On Behalf of | Aug 21, 2018 | Denied Insurance Claims

You want it, we’ve got it.

Evidence, that is. Scores of pages of it, which sets forth in numbing detail shockingly high medical charges levied by emergency room care providers.

Here are just a few examples:

  • $7,000 bill applicable to a patient’s sunburn
  • 15 lab tests for a bronchitis patient
  • $45,000 for tonsillitis treatment and 18 hours of observation
  • $8,700 charge for a bronchitis patient

It is hardly surprising that a major American health insurer spotlighted such excessive gauging for regulators in a state where the company insists it needed to make changes to economically survive.

That company is Blue Cross and Blue Shield of Texas, which recently launched new ER-linked rules and standards for insureds in that state who go to emergency rooms.

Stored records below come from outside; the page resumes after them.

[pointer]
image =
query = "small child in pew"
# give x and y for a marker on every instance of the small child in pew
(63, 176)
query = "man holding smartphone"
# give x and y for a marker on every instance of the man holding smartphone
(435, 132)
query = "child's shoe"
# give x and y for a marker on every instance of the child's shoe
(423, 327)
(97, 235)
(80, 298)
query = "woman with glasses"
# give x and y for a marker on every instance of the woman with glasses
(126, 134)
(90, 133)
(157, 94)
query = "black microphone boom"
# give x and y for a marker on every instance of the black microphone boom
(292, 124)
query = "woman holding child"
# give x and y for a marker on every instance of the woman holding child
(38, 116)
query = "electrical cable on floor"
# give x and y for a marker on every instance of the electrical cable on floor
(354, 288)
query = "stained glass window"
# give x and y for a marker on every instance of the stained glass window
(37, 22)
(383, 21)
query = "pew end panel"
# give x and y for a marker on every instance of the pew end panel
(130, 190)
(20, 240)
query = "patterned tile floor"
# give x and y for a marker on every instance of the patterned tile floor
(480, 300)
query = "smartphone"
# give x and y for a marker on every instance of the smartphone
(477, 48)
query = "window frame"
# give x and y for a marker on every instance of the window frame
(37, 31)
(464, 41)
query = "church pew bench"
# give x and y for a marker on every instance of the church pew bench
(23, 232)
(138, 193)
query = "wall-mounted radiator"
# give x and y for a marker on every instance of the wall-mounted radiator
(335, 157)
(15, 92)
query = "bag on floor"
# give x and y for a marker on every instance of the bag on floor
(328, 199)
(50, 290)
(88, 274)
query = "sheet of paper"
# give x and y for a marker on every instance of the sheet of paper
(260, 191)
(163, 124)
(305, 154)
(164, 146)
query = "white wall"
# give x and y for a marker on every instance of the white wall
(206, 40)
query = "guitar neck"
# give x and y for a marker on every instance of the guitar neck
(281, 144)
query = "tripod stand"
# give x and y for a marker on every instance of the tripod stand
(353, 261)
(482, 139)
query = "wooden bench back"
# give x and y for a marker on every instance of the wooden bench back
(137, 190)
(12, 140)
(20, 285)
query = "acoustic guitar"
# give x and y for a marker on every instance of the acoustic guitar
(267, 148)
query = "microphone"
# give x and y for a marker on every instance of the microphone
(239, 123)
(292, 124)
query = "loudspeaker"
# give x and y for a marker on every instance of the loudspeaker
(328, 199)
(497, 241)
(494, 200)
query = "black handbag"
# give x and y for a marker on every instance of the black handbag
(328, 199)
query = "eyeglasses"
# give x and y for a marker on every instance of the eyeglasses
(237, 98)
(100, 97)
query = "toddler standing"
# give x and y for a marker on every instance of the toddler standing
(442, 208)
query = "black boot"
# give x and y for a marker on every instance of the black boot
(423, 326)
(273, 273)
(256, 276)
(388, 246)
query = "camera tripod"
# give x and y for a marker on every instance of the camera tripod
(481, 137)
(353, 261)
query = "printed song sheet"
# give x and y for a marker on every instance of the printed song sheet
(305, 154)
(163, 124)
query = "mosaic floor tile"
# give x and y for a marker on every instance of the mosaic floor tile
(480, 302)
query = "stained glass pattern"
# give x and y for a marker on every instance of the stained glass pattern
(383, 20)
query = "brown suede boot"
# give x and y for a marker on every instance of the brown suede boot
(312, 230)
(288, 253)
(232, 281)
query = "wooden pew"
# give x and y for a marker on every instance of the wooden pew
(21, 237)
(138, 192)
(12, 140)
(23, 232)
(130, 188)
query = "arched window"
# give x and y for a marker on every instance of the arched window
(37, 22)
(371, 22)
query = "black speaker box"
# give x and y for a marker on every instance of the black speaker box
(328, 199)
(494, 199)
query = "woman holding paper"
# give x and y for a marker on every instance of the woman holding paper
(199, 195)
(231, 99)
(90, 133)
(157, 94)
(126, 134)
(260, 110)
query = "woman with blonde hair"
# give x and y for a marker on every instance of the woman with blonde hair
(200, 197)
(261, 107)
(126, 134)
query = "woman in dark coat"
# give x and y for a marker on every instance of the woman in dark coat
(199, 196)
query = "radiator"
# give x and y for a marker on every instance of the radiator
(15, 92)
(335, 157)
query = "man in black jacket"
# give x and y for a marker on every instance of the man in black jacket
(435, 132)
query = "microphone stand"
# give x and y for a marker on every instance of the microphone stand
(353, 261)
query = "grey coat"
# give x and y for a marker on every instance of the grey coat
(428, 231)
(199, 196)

BCBS’s bottom line: It might just limit payments – or not even pay at all – in cases where a policyholder could have reasonably gone to an in-network facility and opted not to or, alternatively, could have waited and seen a family doctor.

The company is taking some heat for its stance. It is unwavering, though, in the view that the time has come to check impermissible gauging and to make insureds engage in at least some level of due diligence prior to seeking treatment.

BCBS principals reportedly “bristle at the accusation they are putting anyone at risk” because of a chilling effect the policy might have on patients who will now balk at receiving care. The company says that keeping care in network helps rather than harms insureds, and it states that the fraud, waste and abuse it has uncovered fully justifies a change in tactics.

The insurer stresses that claim challenges will issue only in outlier cases where notably high charges are levied or when a patient purposely visits an inappropriate facility for care.